The ability of the printed word to effect change cannot be underestimated. Those who owned and controlled the young colony’s printing presses wielded an unusual power. Newspapers provided a popular voice, allowing a wide variety of ideas to be published – from government edicts to oppositional views. They were regarded as a tool of freedom. The printed word was also crucial in reinforcing the invasion of European culture into the island, overwhelming the oral Tasmanian Aboriginal culture.
This cast iron Stanhope printing press was manufactured in the 1830s, a time of great conflict between independent newspaper proprietors and Tasmania’s colonial government. Stanhope presses were invented by the British statesman and scientist, Charles, the 3rd Earl Stanhope (1753–1816) in 1803. They were a remarkable technological advance over the existing wooden presses, and resulted in sharper printing impressions and more efficient printing. Many Stanhope presses, including this one, were manufactured in London by Robert Walker and his descendants.
The museum acquired the press in 1931 after it had been found in the Hobart Gaol and exhibited in Launceston and Hobart. At that time and for many years hence it was thought to have been imported into the colony by Andrew Bent who arrived in Hobart Town as a convict in 1812 and established the Hobart Town Gazette in 1816. His career was marked by conflict with colonial authorities and innovation in publishing. He is sometimes called the founder of the free press in Australia.
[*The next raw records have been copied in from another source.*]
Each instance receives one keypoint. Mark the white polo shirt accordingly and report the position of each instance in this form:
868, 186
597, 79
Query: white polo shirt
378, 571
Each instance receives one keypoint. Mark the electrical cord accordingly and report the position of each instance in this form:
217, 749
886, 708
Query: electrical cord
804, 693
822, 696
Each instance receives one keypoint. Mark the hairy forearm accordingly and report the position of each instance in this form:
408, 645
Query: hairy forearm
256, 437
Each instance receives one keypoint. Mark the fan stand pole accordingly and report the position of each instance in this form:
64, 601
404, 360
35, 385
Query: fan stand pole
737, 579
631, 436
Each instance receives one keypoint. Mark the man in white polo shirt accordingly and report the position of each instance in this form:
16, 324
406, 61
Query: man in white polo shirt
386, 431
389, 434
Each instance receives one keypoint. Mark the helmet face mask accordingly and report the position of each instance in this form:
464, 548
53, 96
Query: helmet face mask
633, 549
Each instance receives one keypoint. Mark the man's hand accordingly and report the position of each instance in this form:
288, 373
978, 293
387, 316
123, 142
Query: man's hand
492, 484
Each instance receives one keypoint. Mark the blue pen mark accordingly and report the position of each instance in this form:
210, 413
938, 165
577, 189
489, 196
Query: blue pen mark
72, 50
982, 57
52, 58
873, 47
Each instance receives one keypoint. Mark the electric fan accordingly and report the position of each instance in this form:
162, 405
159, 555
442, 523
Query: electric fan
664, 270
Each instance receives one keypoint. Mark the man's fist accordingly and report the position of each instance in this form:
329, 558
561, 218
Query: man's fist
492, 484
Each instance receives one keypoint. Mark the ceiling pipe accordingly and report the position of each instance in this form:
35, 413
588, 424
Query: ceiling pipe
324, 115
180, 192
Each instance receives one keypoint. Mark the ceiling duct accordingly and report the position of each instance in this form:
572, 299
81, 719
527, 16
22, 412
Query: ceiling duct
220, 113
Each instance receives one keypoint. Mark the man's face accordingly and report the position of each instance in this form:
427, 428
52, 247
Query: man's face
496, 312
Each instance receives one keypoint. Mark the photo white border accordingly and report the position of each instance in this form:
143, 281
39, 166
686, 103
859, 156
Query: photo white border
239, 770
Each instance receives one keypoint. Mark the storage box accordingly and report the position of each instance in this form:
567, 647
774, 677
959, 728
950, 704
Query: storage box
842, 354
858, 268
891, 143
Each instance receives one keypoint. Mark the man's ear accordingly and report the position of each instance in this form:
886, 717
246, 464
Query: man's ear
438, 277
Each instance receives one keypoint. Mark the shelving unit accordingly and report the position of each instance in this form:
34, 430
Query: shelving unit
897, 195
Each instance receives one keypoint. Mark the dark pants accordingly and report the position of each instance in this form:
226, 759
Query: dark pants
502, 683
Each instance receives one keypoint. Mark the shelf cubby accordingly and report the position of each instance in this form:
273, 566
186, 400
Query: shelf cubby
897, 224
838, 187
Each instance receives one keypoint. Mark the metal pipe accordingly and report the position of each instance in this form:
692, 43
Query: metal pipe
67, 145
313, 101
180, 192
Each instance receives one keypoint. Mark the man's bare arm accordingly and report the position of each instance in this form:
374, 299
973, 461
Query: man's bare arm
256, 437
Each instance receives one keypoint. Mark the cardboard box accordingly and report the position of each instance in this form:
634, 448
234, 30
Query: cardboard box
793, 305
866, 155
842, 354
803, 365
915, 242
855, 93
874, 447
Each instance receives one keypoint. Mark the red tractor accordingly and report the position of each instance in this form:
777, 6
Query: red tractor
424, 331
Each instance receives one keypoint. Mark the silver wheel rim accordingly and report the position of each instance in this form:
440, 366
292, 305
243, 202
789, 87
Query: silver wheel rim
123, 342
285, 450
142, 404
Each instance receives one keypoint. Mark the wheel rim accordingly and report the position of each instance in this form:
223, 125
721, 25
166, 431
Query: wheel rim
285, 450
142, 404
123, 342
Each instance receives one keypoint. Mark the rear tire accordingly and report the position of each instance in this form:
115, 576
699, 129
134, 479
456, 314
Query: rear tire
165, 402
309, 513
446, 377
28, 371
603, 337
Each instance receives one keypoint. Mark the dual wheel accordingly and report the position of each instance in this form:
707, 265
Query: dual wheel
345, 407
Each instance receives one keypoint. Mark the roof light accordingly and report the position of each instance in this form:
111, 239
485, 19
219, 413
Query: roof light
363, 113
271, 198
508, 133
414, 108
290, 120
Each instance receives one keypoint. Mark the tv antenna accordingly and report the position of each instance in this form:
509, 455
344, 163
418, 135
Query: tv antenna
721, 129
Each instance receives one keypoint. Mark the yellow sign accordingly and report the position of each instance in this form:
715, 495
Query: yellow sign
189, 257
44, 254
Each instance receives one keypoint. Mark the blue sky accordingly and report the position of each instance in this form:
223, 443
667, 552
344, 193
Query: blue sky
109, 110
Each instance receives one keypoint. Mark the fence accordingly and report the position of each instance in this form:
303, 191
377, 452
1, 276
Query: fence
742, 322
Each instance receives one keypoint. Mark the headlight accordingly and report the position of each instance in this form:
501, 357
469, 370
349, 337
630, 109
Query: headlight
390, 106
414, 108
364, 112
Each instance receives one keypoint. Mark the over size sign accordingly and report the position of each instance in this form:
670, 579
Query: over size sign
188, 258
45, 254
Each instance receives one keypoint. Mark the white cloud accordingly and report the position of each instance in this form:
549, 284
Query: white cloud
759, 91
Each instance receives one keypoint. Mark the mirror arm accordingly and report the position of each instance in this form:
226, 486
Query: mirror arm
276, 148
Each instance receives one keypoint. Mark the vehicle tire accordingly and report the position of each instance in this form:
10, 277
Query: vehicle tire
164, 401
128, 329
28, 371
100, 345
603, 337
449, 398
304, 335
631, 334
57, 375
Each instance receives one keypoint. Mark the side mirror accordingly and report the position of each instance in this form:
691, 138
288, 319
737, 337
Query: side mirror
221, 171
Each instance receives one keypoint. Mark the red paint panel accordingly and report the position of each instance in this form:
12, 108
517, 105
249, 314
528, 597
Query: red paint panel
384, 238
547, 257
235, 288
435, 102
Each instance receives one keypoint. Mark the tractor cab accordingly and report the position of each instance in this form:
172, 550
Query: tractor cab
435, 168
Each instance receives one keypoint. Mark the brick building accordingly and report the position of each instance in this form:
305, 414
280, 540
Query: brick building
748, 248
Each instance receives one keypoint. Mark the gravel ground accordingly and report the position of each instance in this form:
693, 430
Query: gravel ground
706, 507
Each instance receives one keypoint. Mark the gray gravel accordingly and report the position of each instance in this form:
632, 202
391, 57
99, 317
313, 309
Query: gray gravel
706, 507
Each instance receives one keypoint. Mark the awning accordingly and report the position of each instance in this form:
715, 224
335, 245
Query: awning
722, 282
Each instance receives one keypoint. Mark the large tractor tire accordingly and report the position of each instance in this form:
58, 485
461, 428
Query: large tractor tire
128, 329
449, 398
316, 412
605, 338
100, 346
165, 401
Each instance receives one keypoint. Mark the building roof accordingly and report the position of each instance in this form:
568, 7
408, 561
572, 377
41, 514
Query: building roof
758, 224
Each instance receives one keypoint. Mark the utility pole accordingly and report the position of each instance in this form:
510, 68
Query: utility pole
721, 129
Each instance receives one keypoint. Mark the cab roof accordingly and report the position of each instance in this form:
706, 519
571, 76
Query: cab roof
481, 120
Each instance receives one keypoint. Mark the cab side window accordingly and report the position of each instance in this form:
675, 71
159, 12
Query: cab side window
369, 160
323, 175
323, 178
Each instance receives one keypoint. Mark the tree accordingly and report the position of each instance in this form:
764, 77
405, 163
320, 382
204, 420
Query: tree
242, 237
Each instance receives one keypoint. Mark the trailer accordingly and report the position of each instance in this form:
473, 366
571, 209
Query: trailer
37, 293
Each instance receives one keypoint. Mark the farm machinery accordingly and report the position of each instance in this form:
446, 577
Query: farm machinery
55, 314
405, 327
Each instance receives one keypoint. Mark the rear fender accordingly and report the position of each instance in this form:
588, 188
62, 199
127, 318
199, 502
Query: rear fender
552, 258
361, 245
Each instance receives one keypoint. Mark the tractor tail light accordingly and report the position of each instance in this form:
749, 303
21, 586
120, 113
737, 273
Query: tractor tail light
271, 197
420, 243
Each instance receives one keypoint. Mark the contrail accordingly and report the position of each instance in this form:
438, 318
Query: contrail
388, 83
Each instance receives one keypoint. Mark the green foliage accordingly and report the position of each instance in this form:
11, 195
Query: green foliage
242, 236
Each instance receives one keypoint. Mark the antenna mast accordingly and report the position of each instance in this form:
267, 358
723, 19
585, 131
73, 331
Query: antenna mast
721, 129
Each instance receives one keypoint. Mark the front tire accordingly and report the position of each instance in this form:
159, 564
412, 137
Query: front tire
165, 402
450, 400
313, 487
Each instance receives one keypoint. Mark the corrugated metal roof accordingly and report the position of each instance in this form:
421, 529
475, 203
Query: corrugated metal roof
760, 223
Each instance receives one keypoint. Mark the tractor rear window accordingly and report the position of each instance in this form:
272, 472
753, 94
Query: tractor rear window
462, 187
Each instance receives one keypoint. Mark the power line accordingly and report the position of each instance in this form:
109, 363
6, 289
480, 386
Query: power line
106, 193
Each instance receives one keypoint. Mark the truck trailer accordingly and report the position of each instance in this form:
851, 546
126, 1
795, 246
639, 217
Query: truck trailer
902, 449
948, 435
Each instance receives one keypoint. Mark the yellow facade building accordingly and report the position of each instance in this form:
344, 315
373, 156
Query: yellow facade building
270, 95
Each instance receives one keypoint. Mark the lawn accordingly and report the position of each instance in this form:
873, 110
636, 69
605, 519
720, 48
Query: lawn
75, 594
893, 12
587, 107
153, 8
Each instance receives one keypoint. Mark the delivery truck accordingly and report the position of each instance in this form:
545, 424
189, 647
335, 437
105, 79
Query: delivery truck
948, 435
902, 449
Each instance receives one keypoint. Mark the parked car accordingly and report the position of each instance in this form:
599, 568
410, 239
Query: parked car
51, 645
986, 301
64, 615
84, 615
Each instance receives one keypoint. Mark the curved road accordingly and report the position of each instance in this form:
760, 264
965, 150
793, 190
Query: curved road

Recent research, however, makes it highly unlikely that Bent ever owned this Stanhope press or printed a newspaper on it. Although its Tasmanian history remains shrouded in mystery it is a potent symbol of the importation of European culture and technology to Van Diemen’s Land. It is also emblematic of the dynamic nature of museum collections as continual research reshapes our understanding of both individual objects and the stories they tell.